Il est d’ailleurs important de relever que ceux qui établissent ces projections ne cherchent nullement à faire parler d’eux et à attirer l’attention en publiant des chiffres alarmants. Et pourtant, ce serait facile.

Toutes choses égales par ailleurs (taux de fécondité des femmes, mortalité infantile, espérance de vie à la naissance, etc.), la population mondiale dépasserait 28 milliards en 2100… De quoi nourrir tous les scénarios catastrophes: famines, épuisement des ressources naturelles, guerres pour l’eau, les terres agricoles et les réserves halieutiques.

Mais cette hypothèse est tout juste mentionnée sans aucun développement, car les démographes savent qu’elle est à écarter. Tous les pays qui ont actuellement les taux de fécondité les plus élevés, de six ou sept enfants par femme, ne les garderont pas à ce niveau.

Le taux de fécondité, principale incertitude

L’hypothèse centrale est qu’il y aura une convergence vers un taux de fécondité voisin de 2 enfants par femme, ce qui suppose une baisse relativement rapide dans les pays les plus pauvres et une légère remontée dans les pays développés, où il est actuellement plus proche de 1,5.

Mais une variation relativement faible par rapport aux hypothèses retenues pays par pays peut se traduire au fil des années par des chiffres très différents au niveau mondial. La tendance à la stabilisation de la population annoncée dans le passé a été démentie et, à l’horizon 2050, un écart de 0,5 enfant par femme en plus ou en moins par rapport au scénario central pourrait conduire à une population mondiale de 8,3 milliards ou de 11 milliards avec un scénario central de 9,6 milliards.

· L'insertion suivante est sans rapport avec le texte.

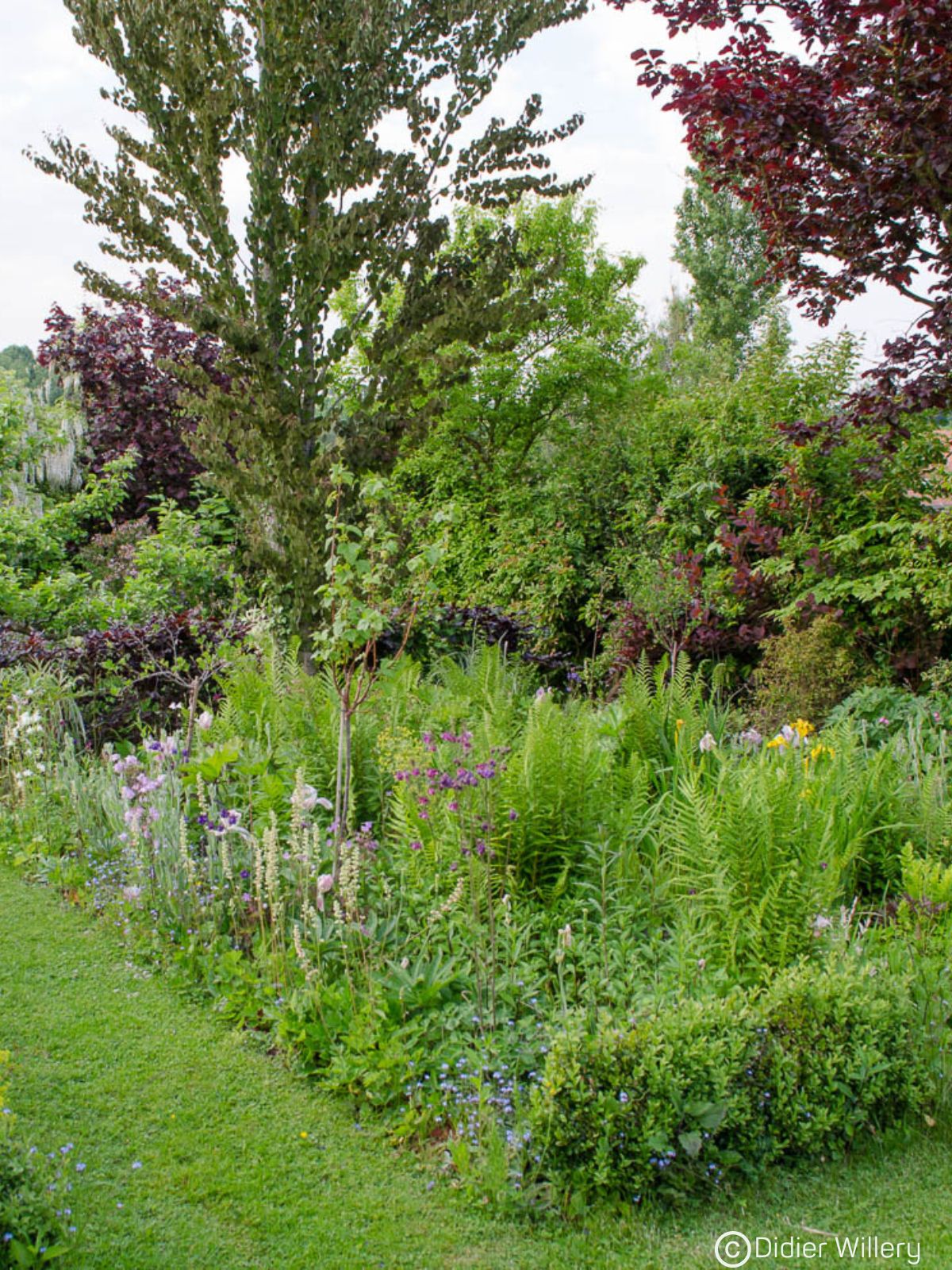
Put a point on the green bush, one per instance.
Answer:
(805, 672)
(698, 1090)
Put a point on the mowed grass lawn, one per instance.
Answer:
(131, 1073)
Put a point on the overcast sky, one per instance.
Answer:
(634, 149)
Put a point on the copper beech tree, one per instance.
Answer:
(843, 150)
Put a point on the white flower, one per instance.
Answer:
(306, 799)
(324, 884)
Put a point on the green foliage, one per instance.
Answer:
(61, 575)
(721, 245)
(330, 202)
(805, 671)
(682, 1099)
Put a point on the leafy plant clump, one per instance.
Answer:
(689, 1095)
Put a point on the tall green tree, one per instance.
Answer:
(353, 124)
(720, 244)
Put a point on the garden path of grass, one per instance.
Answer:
(127, 1071)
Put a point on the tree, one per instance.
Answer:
(531, 448)
(720, 244)
(125, 362)
(18, 360)
(844, 156)
(301, 94)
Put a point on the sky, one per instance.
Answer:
(628, 144)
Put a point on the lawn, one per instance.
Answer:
(125, 1068)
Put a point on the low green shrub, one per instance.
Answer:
(805, 672)
(697, 1091)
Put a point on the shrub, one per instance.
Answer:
(700, 1090)
(805, 672)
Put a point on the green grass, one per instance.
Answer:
(127, 1071)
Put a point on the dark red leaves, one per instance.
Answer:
(132, 399)
(844, 154)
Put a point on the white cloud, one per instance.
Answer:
(628, 141)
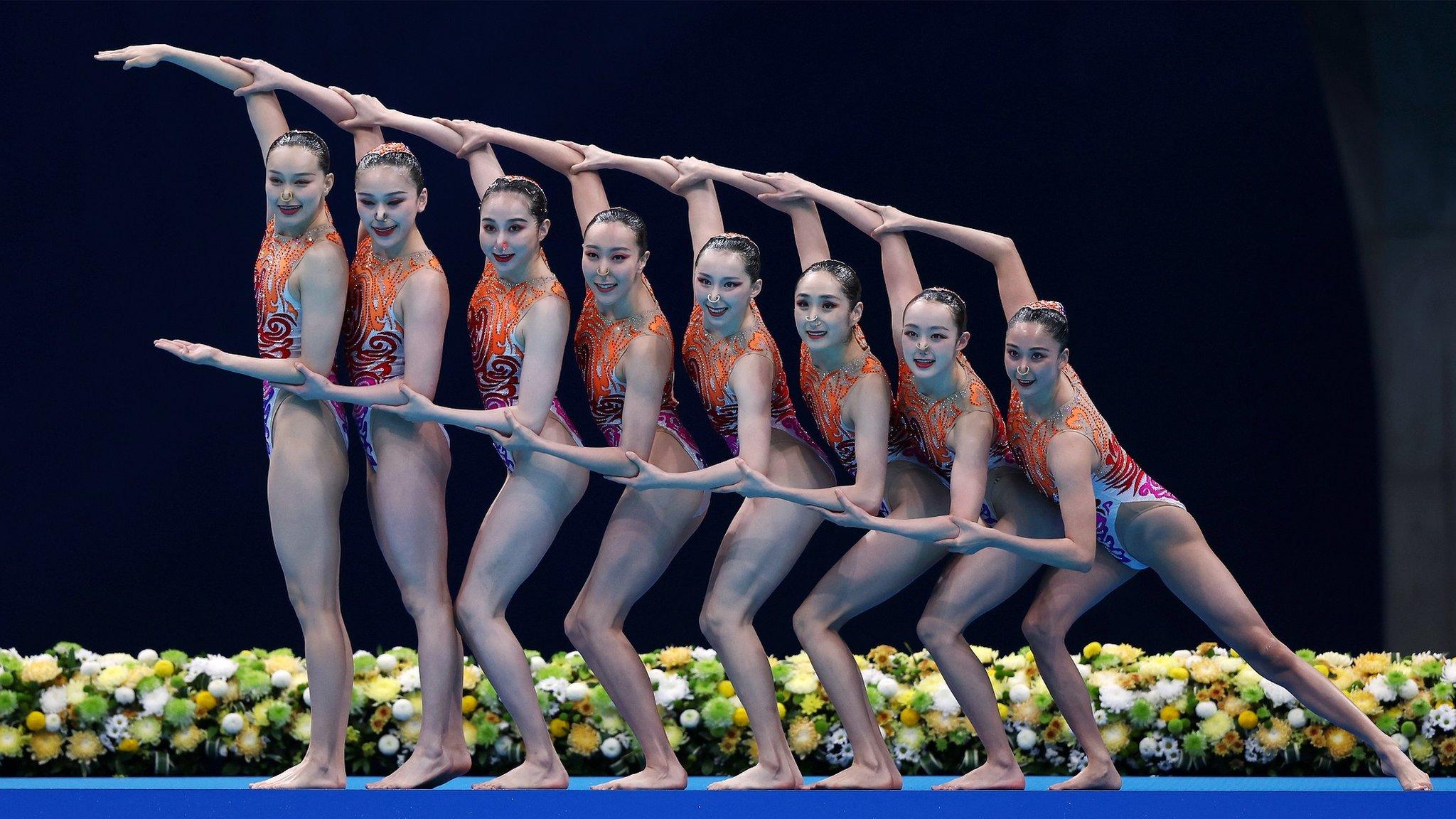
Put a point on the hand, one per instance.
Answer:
(690, 171)
(593, 156)
(518, 436)
(265, 75)
(136, 55)
(648, 476)
(973, 537)
(476, 134)
(852, 513)
(369, 111)
(188, 352)
(894, 219)
(314, 387)
(417, 408)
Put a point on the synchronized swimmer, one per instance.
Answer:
(936, 470)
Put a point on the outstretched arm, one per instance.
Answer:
(1011, 274)
(262, 108)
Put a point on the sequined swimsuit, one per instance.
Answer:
(496, 352)
(280, 314)
(710, 365)
(1115, 481)
(600, 346)
(921, 430)
(373, 330)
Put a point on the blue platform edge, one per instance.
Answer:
(219, 798)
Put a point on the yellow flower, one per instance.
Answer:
(83, 746)
(40, 670)
(46, 746)
(803, 738)
(583, 739)
(1340, 742)
(675, 656)
(1372, 663)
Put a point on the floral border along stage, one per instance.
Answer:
(72, 712)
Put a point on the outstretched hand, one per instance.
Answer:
(134, 55)
(475, 136)
(593, 156)
(188, 352)
(265, 75)
(314, 387)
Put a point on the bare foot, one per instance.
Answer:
(764, 777)
(426, 770)
(987, 777)
(543, 774)
(1401, 767)
(1101, 776)
(862, 776)
(306, 774)
(650, 778)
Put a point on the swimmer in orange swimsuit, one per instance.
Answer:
(1115, 519)
(393, 334)
(299, 287)
(625, 350)
(739, 373)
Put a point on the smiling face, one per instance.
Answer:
(296, 187)
(722, 289)
(823, 312)
(929, 338)
(510, 235)
(1033, 359)
(612, 262)
(389, 203)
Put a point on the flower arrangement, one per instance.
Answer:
(70, 712)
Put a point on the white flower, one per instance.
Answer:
(670, 690)
(232, 724)
(53, 700)
(155, 700)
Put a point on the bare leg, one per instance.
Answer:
(306, 478)
(1062, 599)
(646, 532)
(518, 531)
(764, 542)
(407, 502)
(1183, 559)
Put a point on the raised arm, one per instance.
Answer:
(262, 108)
(1011, 274)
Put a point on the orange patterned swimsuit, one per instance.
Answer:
(496, 309)
(922, 427)
(373, 333)
(600, 346)
(280, 314)
(1115, 481)
(710, 365)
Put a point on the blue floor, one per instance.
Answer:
(1152, 798)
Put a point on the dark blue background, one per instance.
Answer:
(1167, 172)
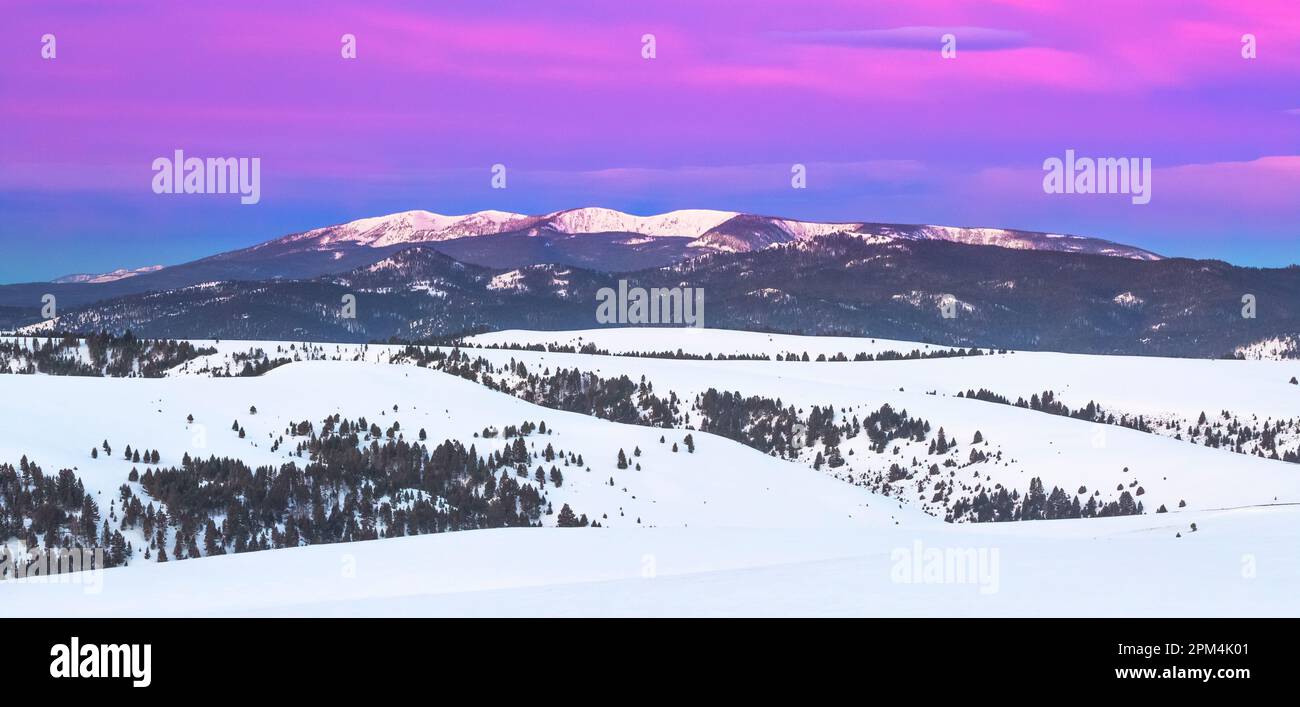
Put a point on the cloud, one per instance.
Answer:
(911, 38)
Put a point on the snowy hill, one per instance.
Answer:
(705, 524)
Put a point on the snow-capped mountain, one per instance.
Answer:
(121, 273)
(707, 230)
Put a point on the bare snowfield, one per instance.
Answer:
(724, 530)
(1240, 563)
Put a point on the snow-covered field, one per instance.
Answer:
(724, 529)
(1240, 563)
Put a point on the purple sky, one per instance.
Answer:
(559, 94)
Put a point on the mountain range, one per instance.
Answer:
(419, 274)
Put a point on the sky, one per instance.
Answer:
(562, 94)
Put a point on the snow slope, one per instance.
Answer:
(1239, 563)
(726, 530)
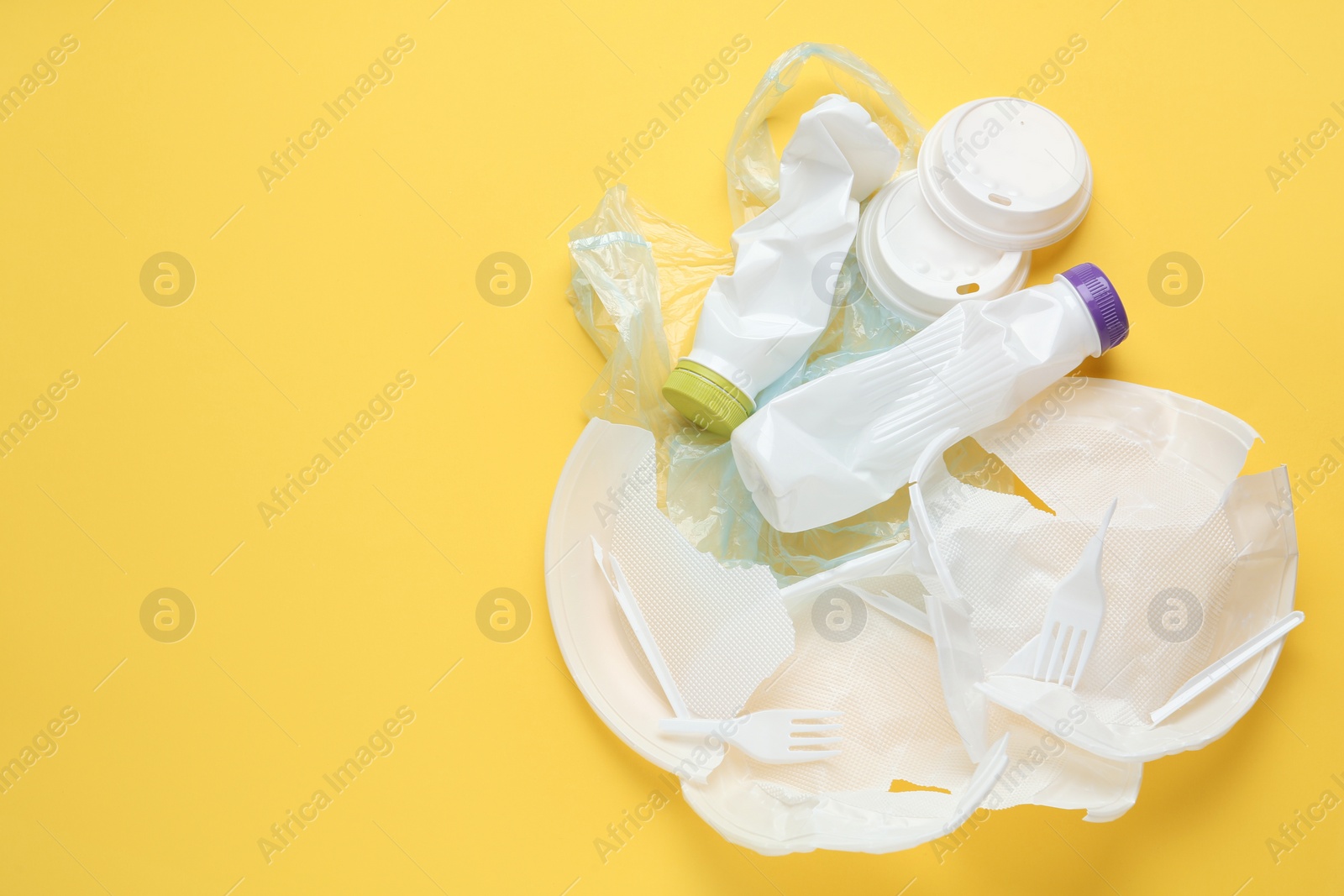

Que veulent dire ces chiffres? Qu’on ne peut pas dire avec certitude si nous serons 8,3 milliards sur cette Terre dans 37 ans ou si nous serons 11 milliards, soit une marge d’incertitude de 2,7 milliards. C’est considérable pour une date aussi rapprochée. Et que dire de la marge d’incertitude à l’horizon 2100! Soit on retourne à 6,7 milliards dans l’hypothèse basse, soit on monte à 16,6 milliards, avec un hypothèse moyenne à 10,8 milliards.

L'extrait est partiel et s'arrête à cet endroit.